Но мама была сама лишена родительской любви и ласки, к тому же был голод, какие там сантименты. От того, что я выпускаю на свободу зажатые чувства, например, такие, как желание отомстить за насилие, подавленное невозможностью его реализовать, я начинаю видеть и охватывать ситуацию в целом, понимать мотивы маминых поступков, собственное поведение... Бог мой, снимаются тогдашние зажатости, я начинаю видеть то время, чувствовать, понимать, расковываться. Мое «Я» наполняется энергетикой, и маму я начинаю понимать и любить еще больше... А что же травмировало меня все эти годы и не позволяло помнить прошлое?
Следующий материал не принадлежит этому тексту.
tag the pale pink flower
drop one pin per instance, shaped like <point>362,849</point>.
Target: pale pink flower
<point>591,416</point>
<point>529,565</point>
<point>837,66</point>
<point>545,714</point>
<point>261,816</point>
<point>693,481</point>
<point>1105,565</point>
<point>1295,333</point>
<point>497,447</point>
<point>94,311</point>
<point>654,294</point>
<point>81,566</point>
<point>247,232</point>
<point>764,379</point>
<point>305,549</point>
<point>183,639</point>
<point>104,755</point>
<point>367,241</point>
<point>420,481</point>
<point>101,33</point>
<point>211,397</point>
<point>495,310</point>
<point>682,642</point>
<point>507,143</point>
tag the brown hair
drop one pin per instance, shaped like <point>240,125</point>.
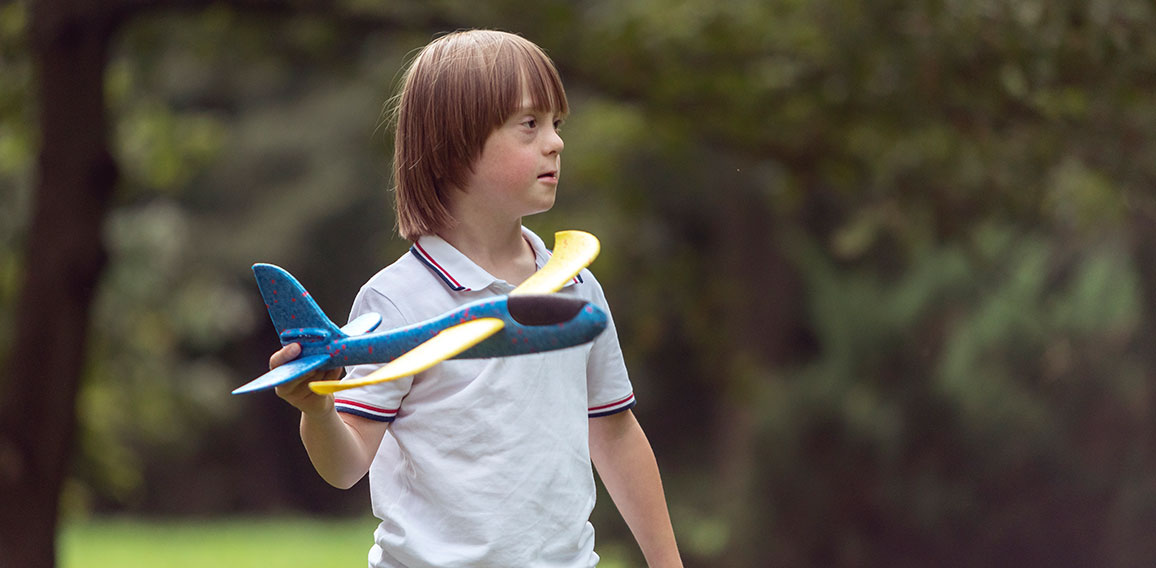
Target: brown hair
<point>456,93</point>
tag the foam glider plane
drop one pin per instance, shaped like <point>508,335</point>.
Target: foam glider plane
<point>531,319</point>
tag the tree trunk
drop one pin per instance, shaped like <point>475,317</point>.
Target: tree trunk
<point>64,262</point>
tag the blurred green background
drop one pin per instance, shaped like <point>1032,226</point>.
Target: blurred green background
<point>883,271</point>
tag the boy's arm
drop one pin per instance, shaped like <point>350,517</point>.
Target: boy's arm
<point>625,464</point>
<point>340,445</point>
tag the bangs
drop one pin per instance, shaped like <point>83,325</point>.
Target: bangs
<point>520,69</point>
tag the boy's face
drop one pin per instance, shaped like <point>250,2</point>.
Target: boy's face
<point>517,172</point>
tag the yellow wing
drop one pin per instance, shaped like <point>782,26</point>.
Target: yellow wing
<point>572,251</point>
<point>445,345</point>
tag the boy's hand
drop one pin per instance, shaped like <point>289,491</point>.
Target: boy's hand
<point>297,392</point>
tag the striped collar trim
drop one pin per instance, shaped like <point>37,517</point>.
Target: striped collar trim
<point>458,272</point>
<point>613,407</point>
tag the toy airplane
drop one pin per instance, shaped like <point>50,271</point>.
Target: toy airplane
<point>531,319</point>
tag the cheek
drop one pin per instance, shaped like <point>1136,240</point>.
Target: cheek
<point>512,170</point>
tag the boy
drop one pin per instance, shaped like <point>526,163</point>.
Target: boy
<point>483,462</point>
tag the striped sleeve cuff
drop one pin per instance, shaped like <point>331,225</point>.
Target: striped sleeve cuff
<point>613,407</point>
<point>365,411</point>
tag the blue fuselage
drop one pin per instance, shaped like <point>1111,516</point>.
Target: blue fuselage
<point>536,324</point>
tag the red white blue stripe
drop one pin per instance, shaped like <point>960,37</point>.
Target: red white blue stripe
<point>444,274</point>
<point>613,407</point>
<point>365,411</point>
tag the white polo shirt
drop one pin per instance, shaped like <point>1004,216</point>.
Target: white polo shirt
<point>487,462</point>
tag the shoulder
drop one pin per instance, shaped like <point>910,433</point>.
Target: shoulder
<point>394,287</point>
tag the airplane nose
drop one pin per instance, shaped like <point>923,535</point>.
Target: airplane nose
<point>545,309</point>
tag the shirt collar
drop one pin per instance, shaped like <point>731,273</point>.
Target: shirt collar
<point>459,273</point>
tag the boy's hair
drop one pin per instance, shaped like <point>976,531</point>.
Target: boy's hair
<point>458,90</point>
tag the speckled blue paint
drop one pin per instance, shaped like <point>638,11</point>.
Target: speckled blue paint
<point>297,318</point>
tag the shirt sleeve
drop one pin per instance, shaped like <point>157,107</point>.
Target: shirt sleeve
<point>380,401</point>
<point>608,389</point>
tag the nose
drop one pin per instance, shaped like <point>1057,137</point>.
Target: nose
<point>554,144</point>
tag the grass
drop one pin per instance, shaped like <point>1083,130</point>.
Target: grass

Именно подавленная агрессия в отношении мамы.
В ползунковом возрасте я был в значительной мере зациклен на собственных ощущениях («варился в собственном соку»). «Ходить под себя» было неприятно, я чувствовал дискомфорт и криком-плачем старался привлечь к себе внимание. Я привык к определенному ритму и он меня вполне устраивал. Приучая к горшку, мама начала ломать мой привычный ритм. Но самое ужасное, я стал бояться, и это состояние вынуждало меня перестраивать свое поведение таким образом, чтобы свести травмирующие моменты к минимуму, что очень сильно напрягало и нарушало правильность, естественность мировосприятия, сильно запутывало. Я уже не мог просто расслабиться, в голове прочно засел страх. Приходилось выстраивать связи и думать, когда надо кричать, чтобы мама подержала над ведром. Она не всегда догадывалась, почему я кричу, и очень  переживал, почему она не идет, а потом еще сильнее плакал, если мама наказывала меня, считая наказание несправедливым, ведь я же предупреждал плачем. Я и хныкал, и плакал, и пытался как-то схитрить, чтобы избежать или смягчить наказание. Мама жалела меня и не всегда шлепала, а я старался запомнить эти моменты, чтобы использовать потом для своей выгоды. Убегание от страха создало противоестественный ритм, я действовал не так, как хотелось, а как меня заставляли, - принимать это как норму. Это была психологическая поломка в мировосприятии, принудившая меня в дальнейшем начать не замечать очень многого.
Итак, я позволил себе злиться на маму, обвинить ее в несправедливости. Это устранило запрет, активизировало левую половину головы, дало выход зажатым чувствам. Агрессия была подавлена потому, что не было выхода. Маме я противостоять никак не мог, и был в полной от нее зависимости. Проблема оказалась нерешаемой. Легче было  подчиниться и подстроиться под мамины требования. Подчиняться тоже неприятно, но зато не надо думать, плыви себе по течению, куда тебя направляют, неприятностей намного меньше. Когда слушаешься, то и наказывают не так часто. Движешься по пути наименьшего сопротивления. До потери «Я» еще борешься, а после поломки потеря уже не осмысливается.
Чтобы мышление было гибким и не накапливалось раздражений, не должно быть зажатостей, в том числе и внутриутробных. Как же до них добраться, ведь они так глубоко упрятаны в подсознании?